Home Money

Markets reaches an all-time high amid robust GDP growth

Markets reaches an all-time high amid robust GDP growth
Image Source: Mint

After India’s economy stunned investors by growing at a higher rate than predicted in the December quarter, benchmark indices shot to all-time highs on Friday, with large cap companies driving the majority of the increase.

Banks, capital goods, and oil and gas stocks drove the Sensex to 73,819.21 on Friday, and the Nifty index to a record high of 22,353.30 points. According to BSE data, the driving forces behind this were the purchases of ₹618.58 crore by proprietary traders and ₹3,814.53 crore by preliminary domestic institutional investors.

Shares valued at a net of ₹128.94 crore were bought by foreign portfolio investors.

The actual rise in investor wealth was ₹4.37 trillion.

Large cap companies gained maximum traction

“The impressive GDP numbers provide the ammunition to the bulls to catapult Indian indices to all-time highs,” said Devarsh Vakil, deputy head, retail research, at HDFC Securities, underscoring the bullishness on the Street. “The next upside targets to be watched are around 22,500-22,600 levels. Immediate support is at 22,200 levels.”

India’s GDP grew by 8.4% in the December quarter, nearly twice as quickly as the 4.3% growth rate seen in the third quarter of FY23 and far faster than the 6.6% median growth predicted in a Mint survey of 17 experts. The statistics ministry predicted on Thursday that India’s GDP will expand by 7.6% in FY24, which is faster than the RBI’s forecast of 7%.

At 22,338.75 points at the end of Friday’s trading, the Nifty saw its biggest percentage increase in six months. At 73,745.35 points, the Sensex rose 1.72%, the highest level in more than a month.

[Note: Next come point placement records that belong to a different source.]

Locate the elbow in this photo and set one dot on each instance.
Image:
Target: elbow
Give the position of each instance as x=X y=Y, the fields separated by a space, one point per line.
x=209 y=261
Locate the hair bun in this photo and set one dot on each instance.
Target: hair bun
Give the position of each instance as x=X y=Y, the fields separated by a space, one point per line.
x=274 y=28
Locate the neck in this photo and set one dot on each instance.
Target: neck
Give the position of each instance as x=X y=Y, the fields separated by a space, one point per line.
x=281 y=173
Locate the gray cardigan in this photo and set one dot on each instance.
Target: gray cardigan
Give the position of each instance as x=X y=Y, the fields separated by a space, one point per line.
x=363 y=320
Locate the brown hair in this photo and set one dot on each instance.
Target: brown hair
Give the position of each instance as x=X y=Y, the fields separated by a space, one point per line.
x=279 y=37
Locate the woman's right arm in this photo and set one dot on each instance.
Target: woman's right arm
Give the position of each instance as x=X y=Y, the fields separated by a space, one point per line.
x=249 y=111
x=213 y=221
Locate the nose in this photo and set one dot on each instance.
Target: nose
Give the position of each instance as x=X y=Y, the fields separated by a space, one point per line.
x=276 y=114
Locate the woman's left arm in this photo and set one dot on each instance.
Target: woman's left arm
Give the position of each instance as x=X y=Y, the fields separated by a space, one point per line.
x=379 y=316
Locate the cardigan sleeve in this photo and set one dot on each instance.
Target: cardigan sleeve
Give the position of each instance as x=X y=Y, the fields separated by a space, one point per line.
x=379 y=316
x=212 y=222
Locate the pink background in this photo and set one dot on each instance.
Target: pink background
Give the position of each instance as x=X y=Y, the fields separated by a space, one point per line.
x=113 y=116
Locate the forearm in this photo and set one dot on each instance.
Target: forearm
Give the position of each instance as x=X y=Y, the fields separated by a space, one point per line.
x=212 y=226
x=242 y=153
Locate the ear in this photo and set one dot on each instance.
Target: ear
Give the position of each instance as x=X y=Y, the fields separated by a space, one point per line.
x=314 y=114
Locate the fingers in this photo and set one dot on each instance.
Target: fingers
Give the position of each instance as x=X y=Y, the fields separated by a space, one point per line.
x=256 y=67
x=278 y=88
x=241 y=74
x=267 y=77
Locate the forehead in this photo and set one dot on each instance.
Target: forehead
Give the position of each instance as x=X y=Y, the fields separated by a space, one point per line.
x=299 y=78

The top five stocks—ICICI Bank Ltd., Reliance Industries Ltd., HDFC Bank Ltd., Larsen & Toubro Ltd., and State Bank of India—contributed about three-fifths of the Nifty’s 355.95-point surge.

Reliance Industries (₹3,000 per share), ICICI Bank (₹1,089.95), Tata Motors (₹980.4), and Adani Ports (₹1,349) were among the stocks that soared to new all-time highs. The Nifty Metal index surged 3.62%, while the Bank Nifty gained 2.53%, making them the largest sectoral gainers.

The expansion of the industrial sector helped metals, but banks saw a spike in value due to expectations of an early interest rate cut by the RBI.

“The momentum in the market could continue, led by large private banks which have been lagging since the past few months,” stated Andrew Holland, chief executive officer at Avendus Capital Public Markets Alternate Strategies.

“Markets would keep a close watch on the 10-year government bond yield declining below 7%, which would be a precursor to an earlier-than-expected rate cut by RBI,” Holland added.

In order to maintain the momentum in the Nifty and Sensex, FPIs may decide to resume buying some of the big names.

“The markets will start discounting this and the biggest beneficiaries would be the large private banks, which have missed the rally so far. FPIs could resume purchases of some of the large names, which, in turn, could sustain the momentum in the Nifty and Sensex, where financials enjoy the highest weightage,” he continued.

The Nifty is weighed by financial services equities (32.48%), IT stocks (14.46%), and oil and gas industries (12.99%).